Und so stehen alle sinnlos in grottig-genderfluiden Kostümen aus Wursthäuten, mit applizierten Gliedmaßen, Fransen, Tüll und Flokati, Mündern als Köpfen, Federarmen, rotem Ganzkopf-Glitter-Make-Up oder Schminkbalken über dem Mund zwischen Vorhängen mit hängenden Krallenhänden und Monsterzähnen sowie verschimmelten Toastwänden herum. Und weil man sich auch an den von den Türken begangenen armenischen Genozid von 1915 erinnert hat, wird der als dünne Interpretationsfolie über die Ouvertüre gestülpt, und am Ende bekommen Textilleichen T-Shirts mit armenischen Namen …

Punktsieg für Wien

Dafür wird zwischen der frivol-lahmen Römerorgie glaubensstark und antichristlich-wütend gesungen. Die fein gestrickte, abwechslungsreiche Partitur erklingt pathetisch-strahlend unter dem stilistisch sehr richtig zwischen Klassizismus und feiner Romantik ausgependeltem Jerémie Rohrer am Pult des folgsamen ORF-Symphonieorchesters Wien.
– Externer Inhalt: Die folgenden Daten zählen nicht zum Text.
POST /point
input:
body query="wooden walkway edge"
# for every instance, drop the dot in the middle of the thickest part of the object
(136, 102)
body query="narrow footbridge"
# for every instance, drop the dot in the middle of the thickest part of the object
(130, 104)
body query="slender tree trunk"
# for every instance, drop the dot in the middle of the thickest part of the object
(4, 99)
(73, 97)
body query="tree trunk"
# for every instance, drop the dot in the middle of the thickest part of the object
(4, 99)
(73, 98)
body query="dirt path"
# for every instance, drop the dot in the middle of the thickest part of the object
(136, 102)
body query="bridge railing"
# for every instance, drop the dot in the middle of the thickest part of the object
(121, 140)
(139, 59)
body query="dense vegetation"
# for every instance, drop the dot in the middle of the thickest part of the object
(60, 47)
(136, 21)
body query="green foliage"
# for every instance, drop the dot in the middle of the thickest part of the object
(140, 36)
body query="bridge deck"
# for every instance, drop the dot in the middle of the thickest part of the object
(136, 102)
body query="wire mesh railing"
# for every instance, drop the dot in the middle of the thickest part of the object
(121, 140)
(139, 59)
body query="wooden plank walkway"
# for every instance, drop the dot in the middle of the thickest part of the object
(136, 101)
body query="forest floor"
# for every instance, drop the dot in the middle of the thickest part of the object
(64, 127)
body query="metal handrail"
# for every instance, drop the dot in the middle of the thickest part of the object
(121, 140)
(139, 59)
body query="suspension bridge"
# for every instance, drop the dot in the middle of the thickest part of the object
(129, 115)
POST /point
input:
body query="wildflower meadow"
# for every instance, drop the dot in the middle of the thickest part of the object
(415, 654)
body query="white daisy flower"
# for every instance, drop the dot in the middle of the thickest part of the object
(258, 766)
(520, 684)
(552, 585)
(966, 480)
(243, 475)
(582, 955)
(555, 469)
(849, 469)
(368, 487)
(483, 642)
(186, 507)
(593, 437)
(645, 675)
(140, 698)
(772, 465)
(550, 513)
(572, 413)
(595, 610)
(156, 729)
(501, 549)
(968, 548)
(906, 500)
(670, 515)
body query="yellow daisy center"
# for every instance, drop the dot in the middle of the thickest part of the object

Auch für die dunklen Farben und Zwischentöne (etwa der vier Fagotte in der Ouvertüre) ist Platz. Der Arnold Schoenberg Chor nutzt seine Hymnengelegenheiten vollklingend optimal. So lebt im gern etwas opernrückständigen Wien die Grand Opéra durch die Delikatesse ihrer Musik – in Genf aber atmete sie auch packend notwendig-aktuelle Untertöne.